O filme de espiritismo canino “Quatro Vidas de um Cachorro” vai ganhar continuação. Aparentemente, o propósito do Amigão sobre a Terra ainda não foi cumprido, porque o bicho vai voltar a morrer e fazer chorar multidões no cinema, ao renascer novamente em “Juntos Para Sempre”, adaptação do segundo livro de W. Bruce Cameron sobre o tema exotérico do propósito espiritual dos cachorros no mundo.

O próprio Cameron está escrevendo o roteiro da adaptação em parceria com sua esposa Cathryn Michon, assim como fez com o primeiro filme, além de produzir simultaneamente outra adaptação de um de seus diversos livros de cachorro para os cinemas.

Intitulado em inglês “A Dog’s Journey”, o segundo filme mostrará que Amigão tem um novo propósito: proteger Clarity, a neta de Ethan, o homem que ele acompanha da infância até a velhice no primeiro longa. Mais uma vez ele vai reencarnando como cão e cadelinha para poder reencontrar Clarity durante todas as fases de sua vida. Ou seja, é o mesmo filme, mudando o sexo do protagonista humano.

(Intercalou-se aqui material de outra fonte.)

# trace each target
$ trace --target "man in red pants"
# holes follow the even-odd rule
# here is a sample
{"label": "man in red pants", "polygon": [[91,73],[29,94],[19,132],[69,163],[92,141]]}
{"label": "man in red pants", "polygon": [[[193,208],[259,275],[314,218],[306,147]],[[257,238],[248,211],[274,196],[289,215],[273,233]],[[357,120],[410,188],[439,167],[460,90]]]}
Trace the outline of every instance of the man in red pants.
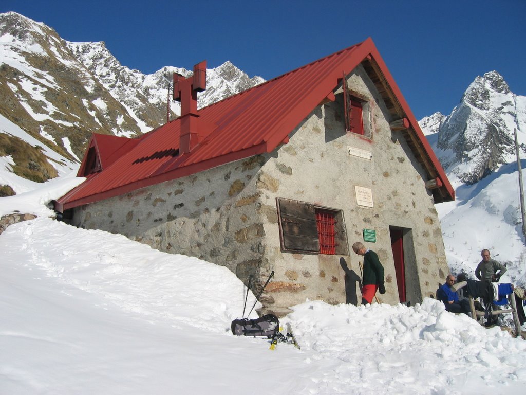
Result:
{"label": "man in red pants", "polygon": [[363,274],[362,279],[362,304],[370,304],[377,290],[386,293],[383,285],[383,266],[378,255],[373,251],[366,249],[359,241],[352,244],[352,251],[363,256]]}

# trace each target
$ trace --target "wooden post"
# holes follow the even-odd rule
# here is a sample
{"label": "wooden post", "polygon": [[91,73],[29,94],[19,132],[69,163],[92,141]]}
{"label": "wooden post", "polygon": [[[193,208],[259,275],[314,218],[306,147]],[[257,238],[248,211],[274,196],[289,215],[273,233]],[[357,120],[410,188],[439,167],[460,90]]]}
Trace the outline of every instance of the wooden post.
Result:
{"label": "wooden post", "polygon": [[477,309],[475,309],[475,302],[473,301],[473,297],[471,296],[469,297],[469,307],[471,309],[471,318],[478,321],[479,319],[477,318]]}
{"label": "wooden post", "polygon": [[517,337],[520,337],[522,334],[522,330],[521,329],[521,322],[519,321],[519,315],[517,314],[517,304],[515,302],[515,293],[512,292],[510,295],[510,301],[511,304],[511,308],[513,310],[513,323],[515,324],[515,333]]}
{"label": "wooden post", "polygon": [[522,235],[526,240],[526,215],[524,212],[524,193],[522,186],[522,166],[521,165],[521,157],[519,155],[519,143],[517,141],[517,130],[513,129],[513,134],[515,136],[515,152],[517,155],[517,170],[519,171],[519,191],[521,200],[521,214],[522,218]]}

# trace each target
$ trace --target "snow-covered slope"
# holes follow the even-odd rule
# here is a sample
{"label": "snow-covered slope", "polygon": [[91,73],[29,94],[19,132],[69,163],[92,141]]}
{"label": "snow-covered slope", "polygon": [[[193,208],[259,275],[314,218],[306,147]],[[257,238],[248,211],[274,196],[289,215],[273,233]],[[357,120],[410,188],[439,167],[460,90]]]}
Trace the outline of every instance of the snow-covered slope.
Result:
{"label": "snow-covered slope", "polygon": [[[56,176],[58,168],[78,166],[92,133],[134,137],[157,127],[167,121],[163,77],[171,80],[174,72],[191,74],[166,66],[144,75],[120,64],[103,42],[66,42],[43,23],[0,14],[0,117],[6,120],[0,122],[0,156],[11,156],[17,174],[42,182]],[[198,105],[263,81],[227,62],[207,70]],[[179,104],[169,101],[173,118]],[[12,125],[24,133],[12,133]],[[60,156],[58,161],[48,148]]]}
{"label": "snow-covered slope", "polygon": [[472,276],[481,250],[489,249],[507,265],[507,281],[526,283],[513,135],[516,130],[524,158],[525,109],[526,97],[513,94],[492,71],[475,78],[450,114],[419,122],[456,191],[456,201],[436,206],[454,273]]}

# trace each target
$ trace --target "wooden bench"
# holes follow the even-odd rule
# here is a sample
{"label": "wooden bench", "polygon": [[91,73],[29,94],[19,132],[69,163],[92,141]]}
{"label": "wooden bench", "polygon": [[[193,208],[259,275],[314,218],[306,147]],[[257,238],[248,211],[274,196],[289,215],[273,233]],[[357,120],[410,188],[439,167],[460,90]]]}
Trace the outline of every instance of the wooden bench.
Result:
{"label": "wooden bench", "polygon": [[[454,291],[457,291],[458,290],[460,289],[462,287],[466,287],[468,285],[468,282],[467,281],[460,281],[460,282],[457,283],[451,287],[451,289]],[[471,309],[471,318],[472,318],[475,321],[479,321],[479,317],[483,317],[484,315],[484,312],[479,311],[479,310],[475,309],[475,302],[473,301],[473,297],[470,295],[469,298],[469,306]],[[491,314],[493,315],[498,315],[501,314],[508,314],[511,313],[513,317],[513,323],[515,325],[515,334],[518,337],[521,336],[522,333],[522,330],[521,328],[521,323],[519,320],[519,315],[517,314],[517,305],[515,301],[515,297],[513,294],[513,292],[507,295],[508,298],[508,304],[511,307],[509,309],[502,309],[497,310],[492,310]]]}

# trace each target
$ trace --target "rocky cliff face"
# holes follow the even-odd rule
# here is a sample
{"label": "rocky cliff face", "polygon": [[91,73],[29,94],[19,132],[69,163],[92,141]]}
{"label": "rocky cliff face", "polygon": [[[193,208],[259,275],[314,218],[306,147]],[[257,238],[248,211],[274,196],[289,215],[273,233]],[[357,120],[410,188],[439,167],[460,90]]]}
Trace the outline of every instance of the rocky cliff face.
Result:
{"label": "rocky cliff face", "polygon": [[[171,80],[174,72],[191,74],[166,66],[145,75],[121,65],[103,42],[66,42],[43,23],[0,14],[0,156],[11,158],[16,174],[42,182],[65,163],[74,167],[93,133],[134,137],[157,127],[167,120],[163,76]],[[207,70],[199,106],[262,82],[227,62]],[[170,118],[179,113],[170,99]]]}
{"label": "rocky cliff face", "polygon": [[514,130],[522,153],[526,152],[526,97],[510,91],[496,71],[478,76],[451,113],[440,113],[420,122],[450,176],[473,184],[515,160]]}

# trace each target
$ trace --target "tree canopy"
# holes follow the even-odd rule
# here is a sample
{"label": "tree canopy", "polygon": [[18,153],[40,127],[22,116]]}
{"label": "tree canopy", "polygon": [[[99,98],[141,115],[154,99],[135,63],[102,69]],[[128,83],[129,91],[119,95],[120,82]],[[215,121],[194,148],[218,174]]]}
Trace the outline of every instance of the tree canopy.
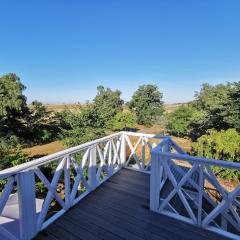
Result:
{"label": "tree canopy", "polygon": [[142,85],[133,94],[129,108],[135,112],[138,124],[151,126],[163,114],[163,94],[153,84]]}

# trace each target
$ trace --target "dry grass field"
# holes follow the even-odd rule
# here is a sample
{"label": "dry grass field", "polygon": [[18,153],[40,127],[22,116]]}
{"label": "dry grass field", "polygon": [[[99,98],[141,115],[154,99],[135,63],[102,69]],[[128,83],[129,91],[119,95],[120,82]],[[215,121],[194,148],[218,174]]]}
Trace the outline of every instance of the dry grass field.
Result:
{"label": "dry grass field", "polygon": [[61,141],[54,141],[48,144],[25,148],[24,152],[29,154],[31,158],[35,159],[64,149],[66,149],[66,146]]}
{"label": "dry grass field", "polygon": [[[182,105],[182,103],[173,103],[173,104],[165,104],[164,109],[167,113],[170,113],[177,108],[179,108]],[[61,112],[64,110],[69,110],[71,112],[76,112],[81,110],[85,104],[45,104],[45,107],[48,111],[54,111],[54,112]]]}
{"label": "dry grass field", "polygon": [[61,112],[69,110],[71,112],[80,111],[84,105],[82,104],[45,104],[48,111]]}

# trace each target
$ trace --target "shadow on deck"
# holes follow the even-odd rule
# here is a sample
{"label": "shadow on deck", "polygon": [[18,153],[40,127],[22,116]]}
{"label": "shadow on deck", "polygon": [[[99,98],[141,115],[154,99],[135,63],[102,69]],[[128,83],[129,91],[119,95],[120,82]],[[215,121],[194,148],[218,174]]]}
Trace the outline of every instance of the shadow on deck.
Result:
{"label": "shadow on deck", "polygon": [[227,239],[149,210],[150,175],[123,169],[35,239]]}

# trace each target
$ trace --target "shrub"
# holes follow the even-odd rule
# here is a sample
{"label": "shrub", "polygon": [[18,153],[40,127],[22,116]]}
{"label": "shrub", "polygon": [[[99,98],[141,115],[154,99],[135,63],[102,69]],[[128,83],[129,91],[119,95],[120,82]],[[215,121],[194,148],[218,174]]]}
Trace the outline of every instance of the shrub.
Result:
{"label": "shrub", "polygon": [[186,136],[195,110],[189,106],[181,106],[167,116],[167,131],[176,136]]}
{"label": "shrub", "polygon": [[151,126],[163,114],[163,94],[156,85],[142,85],[133,94],[129,108],[135,112],[138,124]]}
{"label": "shrub", "polygon": [[[194,154],[206,158],[222,159],[240,163],[240,134],[235,129],[217,131],[211,129],[206,135],[192,144]],[[222,178],[240,179],[240,171],[213,167],[215,173]]]}
{"label": "shrub", "polygon": [[136,127],[136,116],[131,112],[119,112],[108,122],[112,130],[127,130]]}

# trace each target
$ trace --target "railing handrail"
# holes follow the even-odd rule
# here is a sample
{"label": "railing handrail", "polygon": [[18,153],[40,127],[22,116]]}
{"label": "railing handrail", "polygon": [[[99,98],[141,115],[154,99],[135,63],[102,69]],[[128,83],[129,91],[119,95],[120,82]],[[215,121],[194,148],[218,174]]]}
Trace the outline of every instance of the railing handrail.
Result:
{"label": "railing handrail", "polygon": [[203,163],[205,165],[215,165],[215,166],[219,166],[219,167],[234,168],[234,169],[240,170],[240,163],[224,161],[224,160],[219,160],[219,159],[213,159],[213,158],[196,157],[196,156],[191,156],[188,154],[162,152],[162,151],[159,151],[158,147],[156,147],[152,150],[152,154],[165,156],[170,159],[182,160],[185,162],[199,162],[199,163]]}
{"label": "railing handrail", "polygon": [[60,152],[56,152],[56,153],[29,161],[26,163],[22,163],[20,165],[17,165],[17,166],[11,167],[11,168],[4,169],[4,170],[0,171],[0,180],[3,178],[7,178],[9,176],[15,175],[19,172],[26,171],[26,170],[29,170],[34,167],[38,167],[38,166],[46,164],[46,163],[53,162],[65,155],[74,154],[80,150],[84,150],[85,148],[90,147],[91,145],[95,145],[99,142],[107,141],[107,140],[117,137],[121,134],[123,134],[123,132],[114,133],[114,134],[108,135],[106,137],[102,137],[102,138],[99,138],[99,139],[96,139],[96,140],[93,140],[93,141],[90,141],[87,143],[80,144],[75,147],[68,148],[66,150],[62,150]]}
{"label": "railing handrail", "polygon": [[11,167],[11,168],[4,169],[4,170],[0,171],[0,180],[7,178],[9,176],[12,176],[12,175],[16,175],[19,172],[26,171],[26,170],[41,166],[46,163],[56,161],[65,155],[74,154],[78,151],[81,151],[81,150],[84,150],[84,149],[90,147],[91,145],[95,145],[100,142],[105,142],[111,138],[118,137],[119,135],[122,135],[122,134],[127,134],[129,136],[145,136],[147,138],[159,138],[159,139],[167,138],[166,136],[161,136],[161,135],[157,135],[157,134],[145,134],[145,133],[136,133],[136,132],[127,132],[127,131],[117,132],[117,133],[114,133],[114,134],[111,134],[111,135],[108,135],[108,136],[105,136],[105,137],[102,137],[102,138],[99,138],[99,139],[96,139],[96,140],[93,140],[93,141],[90,141],[87,143],[80,144],[75,147],[68,148],[66,150],[62,150],[60,152],[56,152],[56,153],[53,153],[53,154],[50,154],[50,155],[47,155],[47,156],[44,156],[41,158],[34,159],[34,160],[26,162],[26,163],[19,164],[17,166]]}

A direção está a cargo de Gail Mancuso, que vai estrear no cinema após assinar dezenas de sitcoms clássicas, de “Friends” à revivida – e abruptamente cancelada – “Roseanne”.

Além desse projeto, Cameron e sua esposa também assinam o roteiro de “A Dog’s Way Home”, baseado no livro homônimo que ainda não foi lançado no Brasil. Este filme é basicamente “A Força do Coração” (1943), o filme original da cadela Lassie, com outro título, já que acompanha um cachorro que viaja centenas de quilômetros para reencontrar seu dono. A direção está a cargo de Charles Martin Smith (de “Winter, o Golfinho”).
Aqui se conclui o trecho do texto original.